Saturday Snippet: The opening
1:00 AM
Upon
entering the old-fashioned parlor, Emmeline took a deep breath, inhaling dust
and the faint smell of her father’s pipe-tobacco.
These were
the smells of memories.
One of her
earliest memories was of peeking through the crack in the door of this very parlor,
her small fingers picking at the chipping paint of the doorframe. She could see
her papa and Mr. Carter smoking their pipes by a cheerful fire. She should have
been in the playroom with her sister, Cassandra, and Miss Carter (as Geraldine,
the pretentious daughter of Mr. and Mrs.

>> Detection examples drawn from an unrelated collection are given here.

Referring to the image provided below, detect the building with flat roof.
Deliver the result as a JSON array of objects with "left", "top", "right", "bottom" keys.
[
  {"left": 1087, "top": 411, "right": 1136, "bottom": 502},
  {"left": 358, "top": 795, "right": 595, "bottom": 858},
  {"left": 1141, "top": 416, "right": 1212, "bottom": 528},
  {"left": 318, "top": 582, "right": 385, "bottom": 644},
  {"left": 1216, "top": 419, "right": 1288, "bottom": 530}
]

Carter, insisted on being called).
However, Emmeline preferred to be with Papa.
“George,” Mr. Carter declared. “You allow your
wife too many liberties. She is making all the decisions for your house.”
Her father’s deep, rumbling laughter filled
the parlor. “This is the twentieth century, Clement. Women now have the right
to vote and all sorts of things. Besides, the Good Book says that we are to
love and care for our wives. She is a good woman, and I don’t mind giving in to
her whims. I have to admit that the electric lights she had put in last year
have helped my eyes very much.”
“Progress isn’t all it is cracked up to be,”
Mr. Carter grumbled.
It was the
only memory Emmeline had of her father’s joyous laughter, or of his best
friend, Mr. Carter. Clement Carter, along with Emmeline’s own mother, had died
of the influenza epidemic that fateful year of 1919. They were only two of the
many the epidemic had claimed in the small Pennsylvania town of Ashbury.
Emmeline
reached out and caressed a vase that had stood on the mantel where her mother
had always kept it. While the rest of the house had been redecorated and
modernized as much as she could persuade her father to allow, this room was
like a time capsule of twenty-five years before, when her mother and father had
moved into the house.
“Deep in
your own thoughts, I see,” a deep, masculine voice said.
Emmeline
didn’t even turn around, but continued her dusting. “Most people knock when
entering a home that isn’t their own, Fredrick,” she said dryly.